Sex tech companies such as Hot Octopuss are changing the way men masturbate with ever-more advanced ways to stimulate the male body, from their Pulse range of penis stimulators to their frenulum-stimulating Jett "Guybrator." Both toys are hands-free and allow men to pleasure themselves while flaccid, which means they can be enjoyed by anyone who suffers from ED.
Gone are the days of seedy adult stores with dubious-looking backrooms.
"For somebody that has erectile dysfunction, it's a game-changer because you don't need to get hard, it takes all the stigma away," said Kelly Gordon, creative director at London-based Hot Octopuss.

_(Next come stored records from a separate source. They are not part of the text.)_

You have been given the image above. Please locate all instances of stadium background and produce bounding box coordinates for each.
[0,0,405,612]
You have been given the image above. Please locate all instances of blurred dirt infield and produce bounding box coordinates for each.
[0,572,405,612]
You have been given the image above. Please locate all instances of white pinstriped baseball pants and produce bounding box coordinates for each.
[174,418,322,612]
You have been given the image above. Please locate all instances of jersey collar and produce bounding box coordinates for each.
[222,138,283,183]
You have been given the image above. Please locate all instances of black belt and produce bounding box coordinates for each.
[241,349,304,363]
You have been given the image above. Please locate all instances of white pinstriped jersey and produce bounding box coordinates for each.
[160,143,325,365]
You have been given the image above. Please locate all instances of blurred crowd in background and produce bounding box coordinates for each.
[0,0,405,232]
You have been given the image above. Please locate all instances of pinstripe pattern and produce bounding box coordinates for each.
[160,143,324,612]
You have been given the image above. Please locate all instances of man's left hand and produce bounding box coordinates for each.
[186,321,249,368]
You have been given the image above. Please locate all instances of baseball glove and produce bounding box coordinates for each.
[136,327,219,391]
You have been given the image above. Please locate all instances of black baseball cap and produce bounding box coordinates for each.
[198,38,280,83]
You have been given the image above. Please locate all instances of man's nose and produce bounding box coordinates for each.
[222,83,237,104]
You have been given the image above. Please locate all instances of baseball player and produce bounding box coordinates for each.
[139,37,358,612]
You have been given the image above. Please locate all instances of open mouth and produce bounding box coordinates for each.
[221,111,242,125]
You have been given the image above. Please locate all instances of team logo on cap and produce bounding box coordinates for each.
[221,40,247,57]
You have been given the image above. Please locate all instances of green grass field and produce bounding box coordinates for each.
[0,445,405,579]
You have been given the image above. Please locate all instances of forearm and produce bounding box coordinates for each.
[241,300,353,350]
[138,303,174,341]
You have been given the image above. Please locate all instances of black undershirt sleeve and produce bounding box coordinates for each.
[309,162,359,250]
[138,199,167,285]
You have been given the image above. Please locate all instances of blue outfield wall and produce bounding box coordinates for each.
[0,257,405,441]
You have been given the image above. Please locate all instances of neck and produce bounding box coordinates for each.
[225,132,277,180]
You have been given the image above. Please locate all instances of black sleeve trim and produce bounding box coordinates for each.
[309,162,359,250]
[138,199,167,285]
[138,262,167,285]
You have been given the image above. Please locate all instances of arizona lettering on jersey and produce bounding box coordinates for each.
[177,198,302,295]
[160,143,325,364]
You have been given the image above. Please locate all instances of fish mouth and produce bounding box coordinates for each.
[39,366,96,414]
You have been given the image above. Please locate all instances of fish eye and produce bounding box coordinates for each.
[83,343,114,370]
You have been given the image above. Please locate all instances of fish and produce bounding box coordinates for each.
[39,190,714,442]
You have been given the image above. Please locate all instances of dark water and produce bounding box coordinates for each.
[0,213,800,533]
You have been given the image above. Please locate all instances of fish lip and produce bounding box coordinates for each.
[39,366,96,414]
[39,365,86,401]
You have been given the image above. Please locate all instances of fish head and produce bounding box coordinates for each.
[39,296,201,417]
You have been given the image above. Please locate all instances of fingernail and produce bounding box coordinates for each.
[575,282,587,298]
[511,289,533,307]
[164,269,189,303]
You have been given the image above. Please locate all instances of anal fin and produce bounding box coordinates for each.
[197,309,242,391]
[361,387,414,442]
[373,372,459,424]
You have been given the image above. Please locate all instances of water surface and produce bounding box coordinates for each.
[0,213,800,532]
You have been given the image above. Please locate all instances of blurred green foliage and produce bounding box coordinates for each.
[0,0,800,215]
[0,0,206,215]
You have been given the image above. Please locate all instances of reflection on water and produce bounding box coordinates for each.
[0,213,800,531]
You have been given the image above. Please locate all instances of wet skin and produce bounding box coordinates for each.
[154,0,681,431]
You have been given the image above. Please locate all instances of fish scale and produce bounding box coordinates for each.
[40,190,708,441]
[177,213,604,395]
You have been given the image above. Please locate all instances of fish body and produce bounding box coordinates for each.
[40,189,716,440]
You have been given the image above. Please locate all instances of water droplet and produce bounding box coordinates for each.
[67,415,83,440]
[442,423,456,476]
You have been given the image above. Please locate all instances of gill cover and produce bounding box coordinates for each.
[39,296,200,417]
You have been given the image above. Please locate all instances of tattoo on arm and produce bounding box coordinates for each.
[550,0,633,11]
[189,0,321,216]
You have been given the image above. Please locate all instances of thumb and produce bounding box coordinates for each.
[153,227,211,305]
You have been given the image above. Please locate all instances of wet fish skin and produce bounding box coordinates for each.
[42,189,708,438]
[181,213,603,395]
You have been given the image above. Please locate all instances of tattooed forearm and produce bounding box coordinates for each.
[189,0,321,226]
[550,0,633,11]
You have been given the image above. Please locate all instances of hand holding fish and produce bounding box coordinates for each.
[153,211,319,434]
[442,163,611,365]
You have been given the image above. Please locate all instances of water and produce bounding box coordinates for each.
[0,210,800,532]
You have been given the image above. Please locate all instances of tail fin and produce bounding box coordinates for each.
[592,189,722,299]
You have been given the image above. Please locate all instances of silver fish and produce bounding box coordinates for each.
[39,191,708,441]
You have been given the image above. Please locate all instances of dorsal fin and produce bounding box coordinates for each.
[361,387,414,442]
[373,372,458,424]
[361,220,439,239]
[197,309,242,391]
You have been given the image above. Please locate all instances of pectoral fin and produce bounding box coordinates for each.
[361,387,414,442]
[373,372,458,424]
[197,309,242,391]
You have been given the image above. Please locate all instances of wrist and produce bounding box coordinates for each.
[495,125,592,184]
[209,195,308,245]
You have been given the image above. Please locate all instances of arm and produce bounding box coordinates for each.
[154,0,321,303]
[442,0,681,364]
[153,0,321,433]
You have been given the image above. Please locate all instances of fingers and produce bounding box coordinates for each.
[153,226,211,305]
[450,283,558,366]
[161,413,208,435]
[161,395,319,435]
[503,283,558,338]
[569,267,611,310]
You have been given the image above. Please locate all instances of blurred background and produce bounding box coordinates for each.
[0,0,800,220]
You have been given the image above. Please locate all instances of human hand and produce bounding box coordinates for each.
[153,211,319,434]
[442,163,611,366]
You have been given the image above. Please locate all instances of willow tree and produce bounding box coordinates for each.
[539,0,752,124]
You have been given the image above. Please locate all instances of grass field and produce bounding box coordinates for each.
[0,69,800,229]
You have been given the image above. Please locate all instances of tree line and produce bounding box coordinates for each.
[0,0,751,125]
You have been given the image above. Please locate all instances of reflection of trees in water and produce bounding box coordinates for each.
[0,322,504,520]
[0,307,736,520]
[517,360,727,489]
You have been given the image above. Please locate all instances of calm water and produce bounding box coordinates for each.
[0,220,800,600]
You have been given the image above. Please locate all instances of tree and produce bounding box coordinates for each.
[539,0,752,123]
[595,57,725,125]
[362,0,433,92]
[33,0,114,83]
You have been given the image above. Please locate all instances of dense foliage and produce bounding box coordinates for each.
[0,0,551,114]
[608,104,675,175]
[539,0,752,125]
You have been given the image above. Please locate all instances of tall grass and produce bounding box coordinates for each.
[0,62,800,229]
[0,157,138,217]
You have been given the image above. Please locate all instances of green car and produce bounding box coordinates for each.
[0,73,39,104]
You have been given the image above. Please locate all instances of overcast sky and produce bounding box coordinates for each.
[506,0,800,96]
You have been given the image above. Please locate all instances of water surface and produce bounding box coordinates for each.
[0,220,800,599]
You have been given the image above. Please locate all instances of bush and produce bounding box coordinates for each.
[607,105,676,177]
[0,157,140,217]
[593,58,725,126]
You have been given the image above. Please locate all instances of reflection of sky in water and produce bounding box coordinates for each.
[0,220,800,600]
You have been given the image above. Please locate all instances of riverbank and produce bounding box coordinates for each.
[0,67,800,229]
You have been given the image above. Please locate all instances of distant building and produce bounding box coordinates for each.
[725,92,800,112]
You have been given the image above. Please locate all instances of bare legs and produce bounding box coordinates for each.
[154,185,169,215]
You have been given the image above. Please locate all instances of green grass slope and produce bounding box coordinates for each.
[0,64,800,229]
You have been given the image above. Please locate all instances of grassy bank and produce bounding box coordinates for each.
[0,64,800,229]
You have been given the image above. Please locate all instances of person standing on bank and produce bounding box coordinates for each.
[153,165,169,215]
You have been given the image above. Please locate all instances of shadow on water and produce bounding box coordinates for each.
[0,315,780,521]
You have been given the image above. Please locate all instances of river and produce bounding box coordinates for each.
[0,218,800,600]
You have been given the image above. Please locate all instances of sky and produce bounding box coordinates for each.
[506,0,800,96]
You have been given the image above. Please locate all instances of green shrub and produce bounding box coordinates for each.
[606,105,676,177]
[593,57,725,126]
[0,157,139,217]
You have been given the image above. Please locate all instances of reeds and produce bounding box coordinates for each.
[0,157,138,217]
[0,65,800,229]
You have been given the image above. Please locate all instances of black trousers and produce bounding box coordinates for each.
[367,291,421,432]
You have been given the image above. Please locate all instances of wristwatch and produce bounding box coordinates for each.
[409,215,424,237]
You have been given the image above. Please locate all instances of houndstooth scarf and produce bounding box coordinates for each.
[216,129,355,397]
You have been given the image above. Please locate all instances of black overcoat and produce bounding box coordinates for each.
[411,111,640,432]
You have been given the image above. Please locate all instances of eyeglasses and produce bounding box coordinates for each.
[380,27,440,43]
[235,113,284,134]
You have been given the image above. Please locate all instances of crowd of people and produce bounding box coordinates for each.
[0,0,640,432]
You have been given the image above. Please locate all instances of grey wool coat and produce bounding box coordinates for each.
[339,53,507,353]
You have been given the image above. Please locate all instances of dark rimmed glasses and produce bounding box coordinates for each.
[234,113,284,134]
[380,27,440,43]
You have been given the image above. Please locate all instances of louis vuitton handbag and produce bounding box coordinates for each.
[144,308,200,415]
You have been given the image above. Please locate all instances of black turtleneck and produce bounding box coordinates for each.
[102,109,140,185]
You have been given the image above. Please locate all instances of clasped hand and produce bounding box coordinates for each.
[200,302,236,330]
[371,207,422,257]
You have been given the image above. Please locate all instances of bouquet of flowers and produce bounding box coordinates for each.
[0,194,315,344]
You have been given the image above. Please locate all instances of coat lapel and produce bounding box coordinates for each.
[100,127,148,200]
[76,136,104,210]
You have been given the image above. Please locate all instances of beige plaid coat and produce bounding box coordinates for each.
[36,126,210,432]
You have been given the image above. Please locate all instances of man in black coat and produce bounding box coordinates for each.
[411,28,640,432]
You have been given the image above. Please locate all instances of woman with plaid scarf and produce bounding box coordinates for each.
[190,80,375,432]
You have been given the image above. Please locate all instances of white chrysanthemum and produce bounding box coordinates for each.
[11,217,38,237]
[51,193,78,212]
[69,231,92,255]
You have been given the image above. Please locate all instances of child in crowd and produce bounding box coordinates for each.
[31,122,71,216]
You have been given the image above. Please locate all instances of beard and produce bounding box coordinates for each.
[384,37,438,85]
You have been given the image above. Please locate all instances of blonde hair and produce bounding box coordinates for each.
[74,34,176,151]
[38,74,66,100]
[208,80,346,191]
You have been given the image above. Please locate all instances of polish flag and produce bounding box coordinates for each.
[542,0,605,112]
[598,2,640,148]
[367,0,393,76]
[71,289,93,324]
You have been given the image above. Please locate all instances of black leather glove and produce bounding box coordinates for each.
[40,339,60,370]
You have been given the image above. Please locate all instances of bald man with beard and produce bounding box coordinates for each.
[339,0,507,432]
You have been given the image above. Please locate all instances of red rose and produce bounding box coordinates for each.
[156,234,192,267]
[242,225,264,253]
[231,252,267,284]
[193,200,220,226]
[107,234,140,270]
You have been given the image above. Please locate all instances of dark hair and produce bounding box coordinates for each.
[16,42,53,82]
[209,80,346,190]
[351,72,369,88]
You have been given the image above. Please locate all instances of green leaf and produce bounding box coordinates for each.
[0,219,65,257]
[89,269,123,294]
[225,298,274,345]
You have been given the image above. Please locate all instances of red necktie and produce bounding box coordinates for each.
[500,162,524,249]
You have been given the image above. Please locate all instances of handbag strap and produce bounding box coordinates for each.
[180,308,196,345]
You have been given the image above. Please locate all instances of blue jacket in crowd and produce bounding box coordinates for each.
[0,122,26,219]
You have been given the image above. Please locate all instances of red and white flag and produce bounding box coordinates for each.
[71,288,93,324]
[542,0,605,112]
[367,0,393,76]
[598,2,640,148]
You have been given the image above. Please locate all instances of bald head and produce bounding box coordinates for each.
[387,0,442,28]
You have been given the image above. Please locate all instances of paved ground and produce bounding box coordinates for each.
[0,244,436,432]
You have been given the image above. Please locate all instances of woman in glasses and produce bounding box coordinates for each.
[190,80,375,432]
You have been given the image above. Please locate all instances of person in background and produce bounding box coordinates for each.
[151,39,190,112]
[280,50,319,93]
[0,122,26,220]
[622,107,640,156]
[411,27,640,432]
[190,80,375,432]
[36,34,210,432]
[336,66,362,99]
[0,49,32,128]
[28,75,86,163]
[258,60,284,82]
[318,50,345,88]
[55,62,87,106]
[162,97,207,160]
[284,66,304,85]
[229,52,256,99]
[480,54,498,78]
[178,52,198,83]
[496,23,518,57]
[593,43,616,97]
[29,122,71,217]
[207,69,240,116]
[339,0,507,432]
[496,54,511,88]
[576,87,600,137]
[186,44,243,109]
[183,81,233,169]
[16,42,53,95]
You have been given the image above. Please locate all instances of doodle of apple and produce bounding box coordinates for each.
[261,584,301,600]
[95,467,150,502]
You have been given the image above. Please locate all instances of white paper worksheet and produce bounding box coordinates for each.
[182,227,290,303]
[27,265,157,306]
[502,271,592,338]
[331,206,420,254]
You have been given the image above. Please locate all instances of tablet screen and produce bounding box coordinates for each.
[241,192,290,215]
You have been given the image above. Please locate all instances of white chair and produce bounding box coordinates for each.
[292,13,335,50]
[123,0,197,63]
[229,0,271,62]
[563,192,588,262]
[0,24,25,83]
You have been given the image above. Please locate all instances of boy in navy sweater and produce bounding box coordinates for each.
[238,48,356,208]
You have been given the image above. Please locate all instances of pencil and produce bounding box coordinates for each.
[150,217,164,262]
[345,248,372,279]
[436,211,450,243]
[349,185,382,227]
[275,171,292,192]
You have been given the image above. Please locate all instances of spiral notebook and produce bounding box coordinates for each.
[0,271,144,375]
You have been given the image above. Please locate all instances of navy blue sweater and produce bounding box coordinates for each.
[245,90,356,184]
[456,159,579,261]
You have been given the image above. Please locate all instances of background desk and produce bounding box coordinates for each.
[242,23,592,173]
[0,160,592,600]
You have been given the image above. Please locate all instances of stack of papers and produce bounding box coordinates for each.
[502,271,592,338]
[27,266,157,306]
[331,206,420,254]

Part of this shift toward destigmatizing male sex toys has to do with the internet offering a discreet wellspring of information and a way to purchase sex toys without judgment. Gone are the days of seedy adult stores with dubious-looking backrooms.
Moreover, as feminist movements like #MeToo and attitudes such as sex positivity disrupt traditional patriarchal views, men are finally being given more societal permission to express their needs. Though the conversation still has a long way to go, more men are discovering non-phallocentric ways to please themselves. Male sex tech is the direct reflection.
"There are people who have struggled for so long in silence because society as a whole is so centered around erections, penetration and men being a big, hard, figure instead of being humans with emotions," Gordon said. "The future is rethinking what sex tech for guys looks like, and what males want from a product, how we can make it accessible and how we can normalize it."